The Fukushima plant was built 40 years ago in 1971. It was designed to withstand a magnitude 8.2 earthquake and a tsunami of 30 feet, but when rocked by an earthquake eight times more powerful (the Richter scale is a logarithmic scale, not linear) and tsunami three feet higher than it was designed for, the plant survived.
Those nuclear reactors were designed in the 1960s, which might as well have been the dark ages of design. The designers had no computers to aid them. They designed with slide-rules. They had no modern materials to use in their construction. The science of earthquakes was in its infancy. Americans used the term tidal wave instead of tsunami, which illustrated our ignorance of the phenomenon at the time.
But nothing created by man is perfect. The tsunami knocked out the main power and the backup generators. A team of engineers and technicians worked night and day for over a week to minimize any radiation leaks into the environment. Five workers at the plant were killed and two are missing. The heroic efforts of the Fukushima staff, sometimes working in dangerous levels of radiation, averted a worst-case scenario.

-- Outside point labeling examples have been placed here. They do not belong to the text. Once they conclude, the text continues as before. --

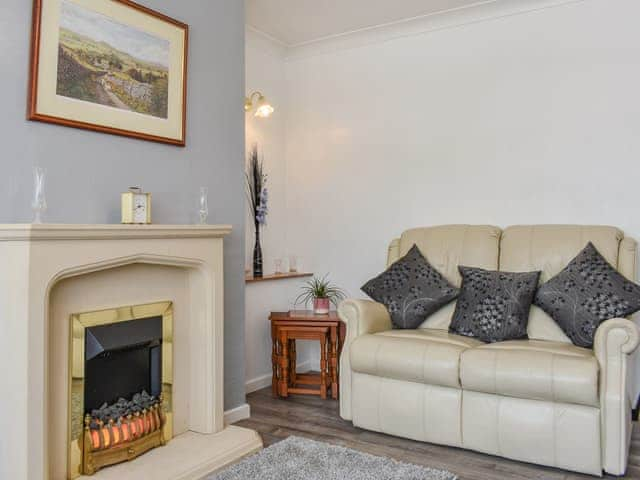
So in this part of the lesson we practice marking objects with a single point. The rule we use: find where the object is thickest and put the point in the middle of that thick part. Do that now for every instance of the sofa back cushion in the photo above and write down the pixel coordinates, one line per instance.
(549, 248)
(446, 247)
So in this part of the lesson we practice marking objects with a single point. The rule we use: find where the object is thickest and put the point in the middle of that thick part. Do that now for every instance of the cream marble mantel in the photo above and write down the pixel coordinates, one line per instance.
(35, 260)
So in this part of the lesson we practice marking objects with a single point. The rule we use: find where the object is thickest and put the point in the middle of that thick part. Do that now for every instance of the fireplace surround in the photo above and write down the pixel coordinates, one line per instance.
(51, 272)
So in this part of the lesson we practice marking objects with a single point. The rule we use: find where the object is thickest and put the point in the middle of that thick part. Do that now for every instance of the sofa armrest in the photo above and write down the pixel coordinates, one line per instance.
(364, 316)
(361, 317)
(615, 339)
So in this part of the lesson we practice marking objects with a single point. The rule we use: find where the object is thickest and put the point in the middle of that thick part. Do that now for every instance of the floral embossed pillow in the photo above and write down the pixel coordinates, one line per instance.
(494, 306)
(411, 289)
(586, 293)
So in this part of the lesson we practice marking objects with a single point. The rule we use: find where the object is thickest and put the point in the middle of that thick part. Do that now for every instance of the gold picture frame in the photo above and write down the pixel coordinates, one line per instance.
(110, 66)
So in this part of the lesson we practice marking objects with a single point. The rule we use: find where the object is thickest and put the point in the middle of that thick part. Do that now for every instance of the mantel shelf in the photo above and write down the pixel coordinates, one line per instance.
(54, 231)
(278, 276)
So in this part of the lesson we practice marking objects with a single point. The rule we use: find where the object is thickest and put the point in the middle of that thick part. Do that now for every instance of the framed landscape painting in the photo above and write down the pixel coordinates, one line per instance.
(111, 66)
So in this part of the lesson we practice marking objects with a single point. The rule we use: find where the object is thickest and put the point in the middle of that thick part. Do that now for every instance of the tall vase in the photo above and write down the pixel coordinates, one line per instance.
(257, 255)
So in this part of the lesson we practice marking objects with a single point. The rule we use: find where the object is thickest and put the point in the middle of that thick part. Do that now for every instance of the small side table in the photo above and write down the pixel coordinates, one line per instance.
(286, 328)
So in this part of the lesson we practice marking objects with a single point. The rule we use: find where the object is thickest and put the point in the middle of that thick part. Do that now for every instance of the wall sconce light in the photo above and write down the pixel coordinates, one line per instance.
(263, 108)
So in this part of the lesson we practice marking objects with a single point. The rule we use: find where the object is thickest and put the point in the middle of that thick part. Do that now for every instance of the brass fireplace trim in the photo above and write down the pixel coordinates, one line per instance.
(78, 324)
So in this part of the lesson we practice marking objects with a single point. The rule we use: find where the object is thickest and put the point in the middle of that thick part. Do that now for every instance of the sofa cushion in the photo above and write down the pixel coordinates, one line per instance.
(411, 289)
(427, 356)
(549, 248)
(532, 369)
(446, 247)
(585, 294)
(494, 306)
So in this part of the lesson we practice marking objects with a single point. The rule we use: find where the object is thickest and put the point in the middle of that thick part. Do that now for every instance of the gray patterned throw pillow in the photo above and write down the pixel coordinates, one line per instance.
(411, 289)
(586, 293)
(494, 306)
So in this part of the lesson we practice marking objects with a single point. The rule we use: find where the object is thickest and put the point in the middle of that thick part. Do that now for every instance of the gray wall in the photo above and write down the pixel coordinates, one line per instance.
(87, 171)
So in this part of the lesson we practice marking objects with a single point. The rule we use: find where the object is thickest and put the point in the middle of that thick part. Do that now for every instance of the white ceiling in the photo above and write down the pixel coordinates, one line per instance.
(294, 22)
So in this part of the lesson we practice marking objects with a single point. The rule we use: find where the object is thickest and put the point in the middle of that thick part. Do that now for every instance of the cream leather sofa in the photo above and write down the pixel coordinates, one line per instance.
(540, 400)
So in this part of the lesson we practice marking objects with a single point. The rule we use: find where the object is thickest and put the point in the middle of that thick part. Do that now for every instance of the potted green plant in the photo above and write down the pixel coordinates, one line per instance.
(322, 292)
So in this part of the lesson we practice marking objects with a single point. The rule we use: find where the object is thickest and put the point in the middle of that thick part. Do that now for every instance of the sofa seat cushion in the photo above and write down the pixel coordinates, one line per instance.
(423, 356)
(532, 369)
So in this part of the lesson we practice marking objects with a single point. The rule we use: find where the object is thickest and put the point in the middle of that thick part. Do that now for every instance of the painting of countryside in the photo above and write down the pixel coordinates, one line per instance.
(108, 63)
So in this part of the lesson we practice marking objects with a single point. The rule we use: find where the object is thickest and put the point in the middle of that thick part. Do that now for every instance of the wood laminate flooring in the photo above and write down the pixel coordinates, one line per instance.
(311, 417)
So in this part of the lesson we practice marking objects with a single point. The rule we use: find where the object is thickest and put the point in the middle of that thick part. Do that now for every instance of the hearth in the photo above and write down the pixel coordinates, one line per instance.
(120, 385)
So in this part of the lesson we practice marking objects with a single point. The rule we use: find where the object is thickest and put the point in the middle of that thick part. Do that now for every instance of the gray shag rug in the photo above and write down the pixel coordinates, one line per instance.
(300, 459)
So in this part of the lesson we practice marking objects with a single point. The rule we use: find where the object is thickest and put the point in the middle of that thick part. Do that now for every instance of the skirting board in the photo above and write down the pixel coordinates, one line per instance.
(264, 381)
(236, 414)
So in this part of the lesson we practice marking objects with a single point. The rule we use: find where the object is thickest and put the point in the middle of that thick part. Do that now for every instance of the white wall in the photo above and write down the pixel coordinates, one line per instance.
(531, 118)
(265, 72)
(527, 118)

But even a worst-case scenario couldn’t warrant the fear mongering the mainstream media fed us 24 hours a day all week. Because of the design of the Fukushima plant, an accident on the scale of Chernobyl was never possible. That went unreported. And as bad as Chernobyl was, context is crucial. According to the International Atomic Energy Agency (IAEA):
“The initial explosion resulted in the death of two workers. Twenty-eight of the firemen and emergency clean-up workers died in the first three months after the explosion from Acute Radiation Sickness and one of cardiac arrest. “There have been at least 1,800 documented cases of thyroid cancer in children who were between 0 and 14 years of age when the accident occurred, which is far higher than normal.”
That’s 29 deaths from nuclear power in 25 years. The never-ending construction on I-75 kills more people than that every couple of months. Many more die in plane crashes every year. A 2000 study found that 225,000 Americans died from medical mistakes the previous year. Even if a worst-case scenario had occurred at Fukushima, the consequences would have been minuscule by comparison.
Yet the witch hunters scared people so badly, they fled Japan in droves. In the alarmist frenzy several foreign governments called for all their citizens to leave Japan. Panicked Americans made a run on iodine. The fear mongering did far more damage to Japan than leaked radiation. While the Japanese people were reeling from the tsunami, the environmentalists and their media allies were stabbing them in the back.
Now that more people realize that people all over Japan will not be glowing as environmentalists hoped, a BBC expert reports, “As for people outside the plant – I can’t see any chance of picking out the effect of the Fukushima releases against the general background of cancers.” In other words, its effect on the environment will be immeasurably small. That should have been the central theme of coverage all along. Dealing with the local radiation damage will be nothing compared to dealing with the tsunami damage.
The Fukushima crisis will go down in history as a triumph of heroes and human ingenuity over Earth-shattering elements. Those reactors are a credit to their designers, builders and the power plant staff. In a sane world, the witch hunters pushing their political agenda at the expense of the Japanese people would be hounded into the wilderness as the enemies of humanity they are, never to be heard from again. But I’m not holding my breath. They’ll go back to killing Africans by blocking electric power and DDT use there. Regardless, engineers and plant managers will study Fukushima to make nuclear plants even safer than they already are.